Banishing resolutions, setting goals

So, how goes those New Year resolutions?

At the dawn of a new year, while many are making their annual resolutions, I’m thinking about how much I dislike the whole concept of resolutions.

It seems like most resolutions are designed to set people up to fail. Folks make lofty goals that are way beyond achievable. In many cases, those annual resolutions can lead to stress, anxiety and eventually, giving up.

A 2007 study of 3,000 people showed that 88 percent of those making resolutions did not complete those intentions, even though more than 50 percent expressed confidence in their resolutions at the start. The study also showed men achieved their goals 22 percent more often when they actually set some goals where the outcomes could be measured. Women succeeded 10 percent more of the time when they made their resolutions and goals known to family and friends.

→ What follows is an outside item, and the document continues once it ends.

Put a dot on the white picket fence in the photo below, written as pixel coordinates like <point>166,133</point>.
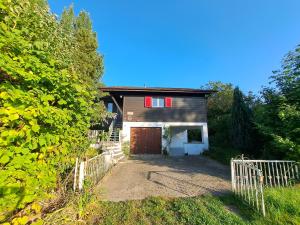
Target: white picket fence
<point>94,169</point>
<point>250,177</point>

I understand the concept of resolutions – committing to change oneself or one’s situation for the better. I think that’s admirable aspiration and I like to think that I do the same thing each January. I think we should come up with a new name for these annual goals and maybe some rules.

The website Bulletproof Executive says there are a few reasons resolutions fail:

– Vague goals

– Too many goals

– Lack of social support

– Guilt or shame

I think that the goal “get healthy” is probably too ambiguous. The website recommends using smaller, bite-sized resolutions to achieve the ultimate goal. Perhaps “get healthier” can be achieved more easily by eating fruits and vegetables at each meal, by taking a walk every day, by getting plenty of sleep or by cutting out artificial sweetners.

Or if spending more time with the family is the ultimate goal, perhaps establishing a family game night once a week or taking a bike ride with your child on Saturday afternoon would be a way to start.

If you want to declutter your home, maybe start with just one room or a closet or a corner. Small steps are what will take to one to the bigger goal.

Decluttering happens to be one of my greatest desires – paring down and simplifying things at home. We started doing this earlier this month. Anything that hasn’t been used for a year or more, and things with no sentimental value are headed out the door – either for sale or to a charity. We’ve gotten three rooms done now by taking a little at a time. It makes you feel good when you get measurable results from the goals that you set.

And, an added benefit is that we are spending more time together as a family. Yet another goal reached.